News & Resources
March 16, 2017
Facing the truth about college savings
Whether you're saving for a child's education or planning to return to school yourself, paying tuition costs definitely requires forethought--and the sooner the better. With college costs typically rising faster than the rate of inflation, getting an early start and understanding how to use tax advantages and investment strategy to make the most of your savings can make an enormous difference in reducing or eliminating any post-graduation debt burden. The more time you have before you need the money, the more you're able to take advantage of compounding to build a substantial college fund. With a longer investment time frame and a tolerance for some risk, you might also be willing to put some of your money into investments that offer the potential for growth.

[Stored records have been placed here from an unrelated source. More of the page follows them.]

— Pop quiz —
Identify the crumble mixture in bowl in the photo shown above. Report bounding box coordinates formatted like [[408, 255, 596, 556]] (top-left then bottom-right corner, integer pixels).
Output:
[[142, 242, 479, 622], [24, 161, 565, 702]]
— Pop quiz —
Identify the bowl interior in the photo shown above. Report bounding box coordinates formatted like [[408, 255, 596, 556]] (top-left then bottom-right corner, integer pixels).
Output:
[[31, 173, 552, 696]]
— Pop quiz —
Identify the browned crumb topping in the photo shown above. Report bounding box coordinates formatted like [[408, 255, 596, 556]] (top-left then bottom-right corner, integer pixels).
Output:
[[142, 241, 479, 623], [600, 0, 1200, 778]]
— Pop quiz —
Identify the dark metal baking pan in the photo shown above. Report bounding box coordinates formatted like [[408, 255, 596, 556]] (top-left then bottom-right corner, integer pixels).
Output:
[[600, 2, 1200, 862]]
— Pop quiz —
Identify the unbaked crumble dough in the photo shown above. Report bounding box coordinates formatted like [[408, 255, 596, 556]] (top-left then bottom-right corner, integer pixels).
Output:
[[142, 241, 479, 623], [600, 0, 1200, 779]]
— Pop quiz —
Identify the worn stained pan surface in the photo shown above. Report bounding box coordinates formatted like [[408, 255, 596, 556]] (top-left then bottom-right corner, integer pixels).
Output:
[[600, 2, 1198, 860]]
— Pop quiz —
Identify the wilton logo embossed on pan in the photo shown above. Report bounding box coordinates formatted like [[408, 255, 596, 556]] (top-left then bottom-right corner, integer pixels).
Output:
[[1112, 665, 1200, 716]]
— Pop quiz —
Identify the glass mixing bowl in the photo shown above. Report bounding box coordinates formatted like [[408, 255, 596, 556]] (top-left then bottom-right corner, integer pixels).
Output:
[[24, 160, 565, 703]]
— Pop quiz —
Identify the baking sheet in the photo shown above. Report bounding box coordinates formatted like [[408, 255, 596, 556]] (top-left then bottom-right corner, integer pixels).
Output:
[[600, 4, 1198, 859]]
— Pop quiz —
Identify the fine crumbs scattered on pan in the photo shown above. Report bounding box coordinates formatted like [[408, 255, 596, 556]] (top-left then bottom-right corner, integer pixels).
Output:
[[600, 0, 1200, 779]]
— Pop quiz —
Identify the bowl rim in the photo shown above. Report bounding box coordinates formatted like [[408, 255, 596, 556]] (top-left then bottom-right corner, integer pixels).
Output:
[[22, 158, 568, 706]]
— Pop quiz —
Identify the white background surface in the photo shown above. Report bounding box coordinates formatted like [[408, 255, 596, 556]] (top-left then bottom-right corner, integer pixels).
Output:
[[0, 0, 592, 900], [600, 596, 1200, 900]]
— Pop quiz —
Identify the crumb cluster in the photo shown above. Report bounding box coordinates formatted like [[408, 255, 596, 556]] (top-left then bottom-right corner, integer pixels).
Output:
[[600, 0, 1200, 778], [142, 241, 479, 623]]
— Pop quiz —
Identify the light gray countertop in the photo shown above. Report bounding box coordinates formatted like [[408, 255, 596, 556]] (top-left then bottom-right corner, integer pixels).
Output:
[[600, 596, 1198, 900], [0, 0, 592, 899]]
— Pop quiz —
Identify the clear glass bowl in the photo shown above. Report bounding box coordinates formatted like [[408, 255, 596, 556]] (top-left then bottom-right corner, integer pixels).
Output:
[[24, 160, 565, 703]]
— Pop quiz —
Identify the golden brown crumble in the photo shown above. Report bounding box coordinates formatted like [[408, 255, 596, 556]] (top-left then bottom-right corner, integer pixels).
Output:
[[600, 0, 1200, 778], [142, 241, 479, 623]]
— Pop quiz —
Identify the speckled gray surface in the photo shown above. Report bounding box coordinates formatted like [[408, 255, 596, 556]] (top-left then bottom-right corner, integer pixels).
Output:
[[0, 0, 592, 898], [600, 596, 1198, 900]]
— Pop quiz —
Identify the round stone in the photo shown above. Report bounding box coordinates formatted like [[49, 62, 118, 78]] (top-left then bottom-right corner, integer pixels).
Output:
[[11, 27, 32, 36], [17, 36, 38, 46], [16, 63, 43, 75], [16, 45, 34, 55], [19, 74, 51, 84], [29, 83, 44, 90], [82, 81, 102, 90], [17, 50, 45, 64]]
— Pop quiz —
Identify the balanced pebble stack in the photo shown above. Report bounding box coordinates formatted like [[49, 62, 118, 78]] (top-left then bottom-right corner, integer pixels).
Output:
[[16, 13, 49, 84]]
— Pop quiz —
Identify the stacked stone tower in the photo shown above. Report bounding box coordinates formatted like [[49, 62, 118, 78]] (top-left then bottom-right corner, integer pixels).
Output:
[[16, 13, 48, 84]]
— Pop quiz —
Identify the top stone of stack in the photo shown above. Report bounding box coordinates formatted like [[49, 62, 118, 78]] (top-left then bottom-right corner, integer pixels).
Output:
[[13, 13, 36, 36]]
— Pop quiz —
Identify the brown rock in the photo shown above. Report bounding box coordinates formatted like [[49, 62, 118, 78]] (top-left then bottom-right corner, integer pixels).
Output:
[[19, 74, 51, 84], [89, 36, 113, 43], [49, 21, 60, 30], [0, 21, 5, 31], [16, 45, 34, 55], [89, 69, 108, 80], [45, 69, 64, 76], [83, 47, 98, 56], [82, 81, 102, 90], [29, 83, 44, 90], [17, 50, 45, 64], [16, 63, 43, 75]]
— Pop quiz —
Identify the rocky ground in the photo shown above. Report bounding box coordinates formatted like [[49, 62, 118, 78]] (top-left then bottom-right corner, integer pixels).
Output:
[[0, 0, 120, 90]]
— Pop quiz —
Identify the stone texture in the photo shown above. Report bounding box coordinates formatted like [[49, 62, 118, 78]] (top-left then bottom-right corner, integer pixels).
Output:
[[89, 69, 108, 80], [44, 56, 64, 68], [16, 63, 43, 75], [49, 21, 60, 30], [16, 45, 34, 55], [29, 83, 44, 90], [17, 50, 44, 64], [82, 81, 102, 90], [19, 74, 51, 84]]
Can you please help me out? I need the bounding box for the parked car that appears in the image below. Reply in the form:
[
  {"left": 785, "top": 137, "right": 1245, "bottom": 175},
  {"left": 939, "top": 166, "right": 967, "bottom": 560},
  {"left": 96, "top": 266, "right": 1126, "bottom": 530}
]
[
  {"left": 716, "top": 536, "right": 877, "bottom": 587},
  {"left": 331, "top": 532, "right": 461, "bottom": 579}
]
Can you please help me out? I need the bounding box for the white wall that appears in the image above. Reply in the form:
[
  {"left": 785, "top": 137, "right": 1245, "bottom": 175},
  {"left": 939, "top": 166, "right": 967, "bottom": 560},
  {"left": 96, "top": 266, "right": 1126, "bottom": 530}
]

Consider these tips as well:
- Estimate how much it will cost to send your child to college and plan accordingly. Estimates of the average future cost of tuition at two-year and four-year public and private colleges and universities are widely available.
- Research financial aid packages that can help offset part of the cost of college. Although there's no guarantee your child will receive financial aid, at least you'll know what kind of help is available should you need it.
- Look into state-sponsored tuition plans that put your money into investments tailored to your financial needs and time frame. For instance, most of your dollars may be allocated to growth investments initially; later, as your child approaches college, more conservative investments can help conserve principal.
- Think about how you might resolve conflicts between goals. For instance, if you need to save for your child's education and your own retirement at the same time, how will you do it?